For a while we were telling our clients that the wealthy were doing a very unselfish thing — giving more to make up for those who couldn’t give as much as they had in the past. According to the latest Chronicle of Philanthropy report, we need to clarify that. The Chronicle is reporting that wealthy Americans gave less to charity while low and middle-income individuals gave more in the period encompassing what they are calling The Great Recession.
For the period between 2006 – 2012, individuals making $200,000 or more reduced their giving to charities by 4.6%. At the same time, those earning less than $100,000 a year increased their charitable giving by 4.5% over the same period of time.

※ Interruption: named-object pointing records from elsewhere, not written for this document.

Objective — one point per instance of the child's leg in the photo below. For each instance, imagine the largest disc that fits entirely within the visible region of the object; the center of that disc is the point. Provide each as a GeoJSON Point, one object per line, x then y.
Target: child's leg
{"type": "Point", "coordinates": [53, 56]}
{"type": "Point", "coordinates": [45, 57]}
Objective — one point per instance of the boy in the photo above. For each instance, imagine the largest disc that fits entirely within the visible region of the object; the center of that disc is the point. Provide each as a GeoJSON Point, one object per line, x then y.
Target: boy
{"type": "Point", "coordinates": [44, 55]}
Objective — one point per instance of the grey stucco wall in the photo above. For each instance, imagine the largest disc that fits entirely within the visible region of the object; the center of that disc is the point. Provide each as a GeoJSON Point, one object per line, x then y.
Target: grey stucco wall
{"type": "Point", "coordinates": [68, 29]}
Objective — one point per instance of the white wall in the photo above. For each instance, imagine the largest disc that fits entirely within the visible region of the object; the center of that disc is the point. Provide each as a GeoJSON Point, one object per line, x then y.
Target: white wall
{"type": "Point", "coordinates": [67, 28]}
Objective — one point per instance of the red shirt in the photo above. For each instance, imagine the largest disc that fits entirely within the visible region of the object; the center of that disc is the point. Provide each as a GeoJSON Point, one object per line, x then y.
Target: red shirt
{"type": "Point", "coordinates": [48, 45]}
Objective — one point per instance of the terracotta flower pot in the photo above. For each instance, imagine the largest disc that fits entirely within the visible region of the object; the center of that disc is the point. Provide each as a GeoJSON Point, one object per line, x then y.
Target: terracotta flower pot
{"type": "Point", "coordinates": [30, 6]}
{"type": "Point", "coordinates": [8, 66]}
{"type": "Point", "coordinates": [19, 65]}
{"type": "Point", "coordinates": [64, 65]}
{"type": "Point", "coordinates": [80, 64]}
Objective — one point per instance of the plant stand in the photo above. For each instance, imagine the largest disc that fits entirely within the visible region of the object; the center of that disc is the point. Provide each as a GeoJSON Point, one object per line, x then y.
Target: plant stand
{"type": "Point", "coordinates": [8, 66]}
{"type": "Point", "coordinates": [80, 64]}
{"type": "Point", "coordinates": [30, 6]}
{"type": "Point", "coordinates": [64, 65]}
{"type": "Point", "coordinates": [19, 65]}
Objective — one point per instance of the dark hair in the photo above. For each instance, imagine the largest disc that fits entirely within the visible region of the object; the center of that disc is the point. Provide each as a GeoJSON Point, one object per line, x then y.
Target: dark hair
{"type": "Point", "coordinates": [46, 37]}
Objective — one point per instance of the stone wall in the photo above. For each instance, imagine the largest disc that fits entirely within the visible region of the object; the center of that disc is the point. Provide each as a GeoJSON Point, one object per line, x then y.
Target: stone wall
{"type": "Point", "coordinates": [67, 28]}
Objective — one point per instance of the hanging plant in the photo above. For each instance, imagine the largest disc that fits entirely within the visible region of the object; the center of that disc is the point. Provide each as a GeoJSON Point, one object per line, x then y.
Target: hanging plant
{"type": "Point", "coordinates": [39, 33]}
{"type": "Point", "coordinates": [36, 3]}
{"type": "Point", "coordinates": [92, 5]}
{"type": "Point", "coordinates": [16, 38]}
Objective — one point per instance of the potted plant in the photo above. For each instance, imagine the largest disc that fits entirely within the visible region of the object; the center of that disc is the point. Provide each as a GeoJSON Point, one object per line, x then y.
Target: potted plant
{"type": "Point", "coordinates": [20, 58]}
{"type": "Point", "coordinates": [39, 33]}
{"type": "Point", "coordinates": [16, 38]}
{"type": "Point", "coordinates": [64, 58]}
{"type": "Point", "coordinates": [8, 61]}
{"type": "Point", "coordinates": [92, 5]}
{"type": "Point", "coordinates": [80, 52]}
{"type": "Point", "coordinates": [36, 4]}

While wealthy Americans gave less of their income, their combined contributions totaled $77.5 billion in 2012, an increase of $4.6 billion compared with six years prior. So there were more wealthy Americans giving, just not giving as much as in previous years.
Other interesting findings by state and city:
Nevada residents increased the percentage of income they gave to charity (13%); more than any other state;
Utah residents gave the biggest chunk of their paychecks to charity ($65.60 of every $1,000 earned in 2012);
Other states ranking high in increased givers included Idaho, Connecticut, Georgia, and Florida;
Giving $17.40 of every $1,000 were residents of New Hampshire (they gave the least of any state);
The 4 cities with the highest total in incomes were Los Angeles, New York, Philadelphia, and Washington;
The above 4 cities, however, showed declines in the amounts individuals gave to charity.
In summary, the average 3% of income Americans give to charity remained the same as it has for decades, the report said.
Are there any numbers that jump out at you for your charity? Please share your findings.